“‘We are sending you a Home Hamper to-day by express. It is full of fresh stuff, and we hope you will get it in time for dinner. We should like to have your opinion of it, and, incidentally, if you think it is worth $1.50, we would be glad to have the $1.50. If you do not, please accept it with our compliments—and no harm done!’
“Then we waited for returns. Every one of the seven sent us the dollar fifty and several customers besides. For each hamper we sent out first, we received three and a half customers in return—and the cash came with each order. Apparently we were filling a long-felt want.

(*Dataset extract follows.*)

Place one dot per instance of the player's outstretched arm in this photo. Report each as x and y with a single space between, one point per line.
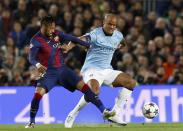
70 45
34 48
74 39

“Here was a business started in one day. Within three years we were able to sell all that was raised on two of the company’s farms. After eight years other Long Island farmers took it up, and truck raisers around such cities as Chicago, Philadelphia and St. Louis.”
“How did you figure your profits?” inquired Mr. Larry.
“That was easy,” answered Mr. Fullerton. “The express company got twenty-five cents out of the dollar and fifty cents. Boxes, nails, tags and green paraffin paper, to keep out dust during shipment, amounted to twenty-seven cents more. The vegetables, therefore, brought ninety-eight cents. In order to learn exactly what we gained by using the Home Hamper over the regular commission channel, we received for an equal amount of vegetables shipped in bulk, and of the same quality, from four cents to eight cents—an average of six cents through the commission man, as against ninety-eight cents from the consumer.
“And do you mean to say that all of your customers are satisfied?” asked Teresa Moore.
Mr. Fullerton’s eyes twinkled.
“Well—hardly. If a woman didn’t want cauliflower or kohl-rabi she would write as if we had committed an unpardonable crime in sending her any. Again, some city folks were so used to hard dry vegetables, like peas and beans, that they thought there wasn’t much to our tender juicy vegetables. But most of them appreciated the freshness of the green stuff, packed in the morning and received by them before night. The lettuce still had the morning dew on it; tomatoes and melons were ripened on the vine, peaches on the tree, instead of being picked green and ripened in a car during a three- or five-day railroad trip.
“As to the saving for the consumer—by checking up on our correspondence, we find that it ranged from sixty-five cents to three dollars a hamper, according to the markets formerly patronized by our customers, and also according to their ability as marketers.